Welcome to Tooth Fairy Tokens! You can ask Amy any questions you have about children and dental hygiene or dentists in general. She will also publish helpful posts here as well, so keep checking back!
Growing up, my dentist would often tell me , “You only have to floss those teeth that you want to keep!!” And that’s one of the reasons I loved him!
I remember before I turned eight when my mom brought my brother and I to the dentist for the first time. It was a love-hate relationship.
The dentist was clever and funny, but unfortunately, I had nine cavities. One tooth needed pulled because the decay was so great, and the other eight needed to be filled. And they had to schedule them on my eighth (and golden) birthday.
This is something that now, being a Dental Hygienist, I am advocating to prevent from happening. It’s very important to get your kids into the dentist before things go too terribly wrong – and work from a preventative side.
Take them to your appointment first
It’s not the most fun thing in the world to bring your toddler with you to the dentist. The weird people in masks, noisy tools, and other scary stuff can really freak a kid out. But I highly suggest you take your child with you to watch your visit with your dentist before taking them to their own.
You will have to call ahead (even 10 minutes ahead) and let them know you’re bringing your child with you to watch the appointment, and their age. These extra few minutes can help the dental team prepare the room for a child – getting out a little chair, hiding sharp instruments under napkins and getting the toys and toothbrushes out for the children to choose from. Also if there is enough staff, an extra team member can be prepared to entertain your child if they start getting out of hand.
Choose a hygienist that speaks on their level
A good dentist and hygienist are going to engage the child in conversation, try to make them comfortable- and explain the process (at least some parts of it) to the child – in a more child friendly manner. If you bring your child – and they are ignored through the whole appointment and don’t manage to make your child comfortable – it’s time to find a new dentist.
I often use fun words to describe the process. The explorer (that stick they poke around your teeth to check for cavities) becomes the ‘tooth counter’, and we count the teeth and look for “sugar bugs”.
It’s probably best to leave the cleaning instruments out of the discussion as much, and pray and hope you’ve done a good job flossing lately so you don’t bleed too much during the cleaning.
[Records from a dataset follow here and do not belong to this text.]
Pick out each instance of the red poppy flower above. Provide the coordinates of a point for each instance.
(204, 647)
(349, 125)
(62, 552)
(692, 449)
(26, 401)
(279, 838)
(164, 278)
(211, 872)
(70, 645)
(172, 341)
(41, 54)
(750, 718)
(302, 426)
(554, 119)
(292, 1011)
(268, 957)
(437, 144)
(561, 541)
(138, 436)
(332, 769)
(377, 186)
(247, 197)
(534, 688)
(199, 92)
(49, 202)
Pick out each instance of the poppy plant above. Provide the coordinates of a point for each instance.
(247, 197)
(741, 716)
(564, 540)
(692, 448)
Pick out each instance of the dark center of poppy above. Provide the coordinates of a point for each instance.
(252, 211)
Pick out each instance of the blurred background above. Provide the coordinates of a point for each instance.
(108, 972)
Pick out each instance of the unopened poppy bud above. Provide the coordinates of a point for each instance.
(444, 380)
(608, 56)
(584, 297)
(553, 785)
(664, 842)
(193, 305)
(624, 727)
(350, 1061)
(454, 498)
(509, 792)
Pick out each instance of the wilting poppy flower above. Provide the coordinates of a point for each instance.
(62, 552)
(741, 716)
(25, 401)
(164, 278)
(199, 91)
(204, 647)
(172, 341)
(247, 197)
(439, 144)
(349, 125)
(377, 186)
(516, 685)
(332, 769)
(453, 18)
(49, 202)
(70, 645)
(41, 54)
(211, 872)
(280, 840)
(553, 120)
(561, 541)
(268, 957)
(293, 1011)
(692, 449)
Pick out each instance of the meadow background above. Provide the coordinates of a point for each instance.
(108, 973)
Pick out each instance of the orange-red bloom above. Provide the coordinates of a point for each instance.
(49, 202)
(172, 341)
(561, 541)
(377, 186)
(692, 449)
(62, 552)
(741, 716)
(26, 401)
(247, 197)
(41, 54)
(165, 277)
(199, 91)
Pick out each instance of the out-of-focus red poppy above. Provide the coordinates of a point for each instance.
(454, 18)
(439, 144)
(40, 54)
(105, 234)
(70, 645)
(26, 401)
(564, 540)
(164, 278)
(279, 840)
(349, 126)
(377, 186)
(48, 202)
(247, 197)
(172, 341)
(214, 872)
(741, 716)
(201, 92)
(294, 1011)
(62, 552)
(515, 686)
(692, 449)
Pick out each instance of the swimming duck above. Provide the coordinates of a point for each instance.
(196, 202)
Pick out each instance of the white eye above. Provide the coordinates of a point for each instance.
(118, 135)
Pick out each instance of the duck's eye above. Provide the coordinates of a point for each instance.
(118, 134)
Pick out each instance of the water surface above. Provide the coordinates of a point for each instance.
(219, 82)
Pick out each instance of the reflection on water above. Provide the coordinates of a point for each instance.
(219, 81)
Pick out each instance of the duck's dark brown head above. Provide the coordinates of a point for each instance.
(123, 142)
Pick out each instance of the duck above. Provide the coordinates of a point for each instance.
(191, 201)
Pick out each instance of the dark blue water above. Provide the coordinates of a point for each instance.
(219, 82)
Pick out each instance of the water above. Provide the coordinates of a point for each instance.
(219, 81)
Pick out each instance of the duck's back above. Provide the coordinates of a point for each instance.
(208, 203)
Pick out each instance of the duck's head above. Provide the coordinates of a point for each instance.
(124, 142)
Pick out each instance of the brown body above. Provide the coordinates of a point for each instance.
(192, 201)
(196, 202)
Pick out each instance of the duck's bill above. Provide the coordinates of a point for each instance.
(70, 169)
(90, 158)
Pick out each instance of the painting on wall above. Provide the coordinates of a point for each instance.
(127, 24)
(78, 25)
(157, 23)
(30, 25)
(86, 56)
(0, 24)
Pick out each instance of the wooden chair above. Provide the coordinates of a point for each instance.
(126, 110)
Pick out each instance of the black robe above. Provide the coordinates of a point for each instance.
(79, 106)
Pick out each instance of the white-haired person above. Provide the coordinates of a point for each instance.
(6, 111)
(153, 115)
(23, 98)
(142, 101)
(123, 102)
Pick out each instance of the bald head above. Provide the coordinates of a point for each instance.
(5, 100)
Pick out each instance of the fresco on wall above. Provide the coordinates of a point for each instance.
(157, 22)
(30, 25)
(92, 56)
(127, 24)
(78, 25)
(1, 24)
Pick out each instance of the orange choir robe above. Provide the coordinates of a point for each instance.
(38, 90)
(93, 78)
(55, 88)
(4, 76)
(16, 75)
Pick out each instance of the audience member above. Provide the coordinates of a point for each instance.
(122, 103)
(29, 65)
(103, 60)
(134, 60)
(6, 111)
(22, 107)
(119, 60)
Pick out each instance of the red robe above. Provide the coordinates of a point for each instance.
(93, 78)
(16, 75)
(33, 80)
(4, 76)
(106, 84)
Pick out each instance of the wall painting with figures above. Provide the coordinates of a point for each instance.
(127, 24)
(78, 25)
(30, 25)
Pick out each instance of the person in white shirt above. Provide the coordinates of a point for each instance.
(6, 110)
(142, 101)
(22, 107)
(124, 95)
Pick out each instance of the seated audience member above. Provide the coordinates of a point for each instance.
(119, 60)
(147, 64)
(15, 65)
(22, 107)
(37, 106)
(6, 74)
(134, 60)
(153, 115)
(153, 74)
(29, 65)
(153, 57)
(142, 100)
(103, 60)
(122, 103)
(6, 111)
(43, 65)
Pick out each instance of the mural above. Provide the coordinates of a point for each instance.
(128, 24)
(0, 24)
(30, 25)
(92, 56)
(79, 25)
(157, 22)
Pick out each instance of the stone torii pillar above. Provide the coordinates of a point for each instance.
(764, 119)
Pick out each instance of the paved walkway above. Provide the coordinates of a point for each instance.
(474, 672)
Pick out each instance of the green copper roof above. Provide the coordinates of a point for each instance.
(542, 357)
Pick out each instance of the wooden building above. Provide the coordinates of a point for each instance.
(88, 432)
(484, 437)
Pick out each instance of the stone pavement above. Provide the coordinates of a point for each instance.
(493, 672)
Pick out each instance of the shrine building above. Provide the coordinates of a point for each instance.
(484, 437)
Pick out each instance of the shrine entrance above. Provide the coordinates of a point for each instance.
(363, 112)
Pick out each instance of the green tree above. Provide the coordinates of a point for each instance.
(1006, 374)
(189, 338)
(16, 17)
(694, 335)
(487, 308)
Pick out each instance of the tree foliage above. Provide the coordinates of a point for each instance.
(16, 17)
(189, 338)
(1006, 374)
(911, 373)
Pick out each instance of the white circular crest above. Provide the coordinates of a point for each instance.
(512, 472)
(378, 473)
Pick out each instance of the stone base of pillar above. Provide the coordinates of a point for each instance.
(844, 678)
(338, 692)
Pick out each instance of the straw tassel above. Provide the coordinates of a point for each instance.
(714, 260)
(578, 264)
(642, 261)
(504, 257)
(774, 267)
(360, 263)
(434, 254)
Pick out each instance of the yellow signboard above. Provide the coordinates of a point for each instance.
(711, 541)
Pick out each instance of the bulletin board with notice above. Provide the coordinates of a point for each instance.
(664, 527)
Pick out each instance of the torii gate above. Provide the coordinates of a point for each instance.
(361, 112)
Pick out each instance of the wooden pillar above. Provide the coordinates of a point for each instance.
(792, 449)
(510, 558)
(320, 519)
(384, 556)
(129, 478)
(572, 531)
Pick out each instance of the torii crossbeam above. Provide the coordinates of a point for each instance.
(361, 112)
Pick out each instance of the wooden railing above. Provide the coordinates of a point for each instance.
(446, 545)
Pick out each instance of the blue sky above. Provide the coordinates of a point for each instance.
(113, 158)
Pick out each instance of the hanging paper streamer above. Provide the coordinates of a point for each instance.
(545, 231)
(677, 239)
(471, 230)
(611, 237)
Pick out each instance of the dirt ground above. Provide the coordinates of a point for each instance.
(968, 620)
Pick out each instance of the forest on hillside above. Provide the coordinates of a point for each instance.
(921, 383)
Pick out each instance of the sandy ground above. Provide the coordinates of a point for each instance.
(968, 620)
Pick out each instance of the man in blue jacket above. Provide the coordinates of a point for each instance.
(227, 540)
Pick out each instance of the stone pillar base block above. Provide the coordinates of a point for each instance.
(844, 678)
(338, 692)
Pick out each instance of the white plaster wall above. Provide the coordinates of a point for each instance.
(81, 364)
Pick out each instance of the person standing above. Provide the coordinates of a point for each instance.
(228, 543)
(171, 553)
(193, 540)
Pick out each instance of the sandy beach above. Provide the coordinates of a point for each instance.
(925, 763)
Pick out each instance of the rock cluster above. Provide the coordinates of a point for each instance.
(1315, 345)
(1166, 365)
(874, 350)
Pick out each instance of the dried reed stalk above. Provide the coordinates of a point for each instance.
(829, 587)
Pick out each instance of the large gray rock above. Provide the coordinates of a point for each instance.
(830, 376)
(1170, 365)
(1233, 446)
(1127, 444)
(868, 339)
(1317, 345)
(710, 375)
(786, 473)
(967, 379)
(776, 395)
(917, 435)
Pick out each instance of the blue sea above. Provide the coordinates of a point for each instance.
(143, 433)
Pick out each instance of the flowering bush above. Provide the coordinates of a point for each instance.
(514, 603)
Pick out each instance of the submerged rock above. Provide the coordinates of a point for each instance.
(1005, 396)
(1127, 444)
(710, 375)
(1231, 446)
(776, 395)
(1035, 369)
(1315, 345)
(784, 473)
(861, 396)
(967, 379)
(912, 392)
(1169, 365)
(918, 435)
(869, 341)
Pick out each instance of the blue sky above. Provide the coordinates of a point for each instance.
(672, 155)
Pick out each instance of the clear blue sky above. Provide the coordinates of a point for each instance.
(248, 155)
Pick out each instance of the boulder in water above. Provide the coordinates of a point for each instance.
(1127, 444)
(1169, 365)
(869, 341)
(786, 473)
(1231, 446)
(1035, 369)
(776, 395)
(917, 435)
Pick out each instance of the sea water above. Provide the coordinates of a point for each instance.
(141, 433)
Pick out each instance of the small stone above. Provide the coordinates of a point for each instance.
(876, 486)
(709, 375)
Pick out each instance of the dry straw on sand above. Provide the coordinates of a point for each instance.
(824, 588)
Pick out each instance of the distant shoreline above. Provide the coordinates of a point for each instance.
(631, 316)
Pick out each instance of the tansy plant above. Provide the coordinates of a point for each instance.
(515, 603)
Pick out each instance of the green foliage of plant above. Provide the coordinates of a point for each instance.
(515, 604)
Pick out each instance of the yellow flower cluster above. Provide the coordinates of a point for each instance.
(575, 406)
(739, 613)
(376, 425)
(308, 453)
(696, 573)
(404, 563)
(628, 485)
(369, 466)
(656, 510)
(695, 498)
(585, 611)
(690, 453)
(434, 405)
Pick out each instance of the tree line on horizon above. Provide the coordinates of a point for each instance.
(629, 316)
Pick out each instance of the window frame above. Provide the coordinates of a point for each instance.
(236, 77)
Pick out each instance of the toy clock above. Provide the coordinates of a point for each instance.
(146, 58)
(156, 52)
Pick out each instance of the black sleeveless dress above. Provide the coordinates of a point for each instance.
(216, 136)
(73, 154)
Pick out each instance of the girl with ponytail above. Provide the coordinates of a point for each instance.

This would be a good time for your child to focus on the books and puzzles and toys that either you brought with you or are at the dentists office. Often we do not use these instruments on children until they are much older, and it’s an unnecessary fear.
The polisher becomes the electric toothbrush, aka ‘tooth tickler’ with some yummy favored ‘tooth polish’ to “shine” the teeth; and the suction stick becomes ‘Mr. Thirsty’, or a ‘straw’ and we teach the kids how they give Mr. Thirsty a ‘Kiss’ and he drinks the water in your mouth! (Which gets to be quite the game!)
At the end of the appointment, you should make a point to have a “Ride” in the chair. The hygienist should show them how the chair moves through the appointment and that it’s fun! Laying back might be scary, so taking cues from the child and their attitude is important.
Surprises and rewards
Then picking out a few stickers, a toy, and a toothbrush should make the appointment rewarding and give them a great memory!
It’s always good to have your own surprises for the child for after the dental appointment, but do your best to make them a true surprise. If you are bribing them to do something they’re not ready to do just yet just to have a treat – it might leave a bad experience in their mind.
Some children may not be ready to have their ‘teeth tickled’ until they are 3 or 4 years old. This is perfectly fine – although they should still have exams, even if they’re sitting on mom’s lap during them. The hygienist will advise you on the use of fluoride (‘tooth vitamins’) and other products at home, and should go over tooth brushing habits and techniques with mom – and continue trying to have the child ride in the chair or get their teeth counted, and showing them the tooth tickler and Mr. Thirsty.
What not to do
If you happen to have a great fear of the dentist yourself, PLEASE please don’t tell your child how you hate the dentist and how the dentist hurts you. Your particular attitude towards the dentist will have a huge impact on how they view the dentist. Put on a good face for your kids, and help them to not be afraid.
Keep it positive
The best part of my first childhood dental experiences was that my dentist had a toy bin and I always got to choose a toy and stickers for myself to take home. It’s those things that I remembered that made the experience a positive one, and had helped me learn the importance of caring for my teeth – and ultimately lead me closer to the dental field for my career.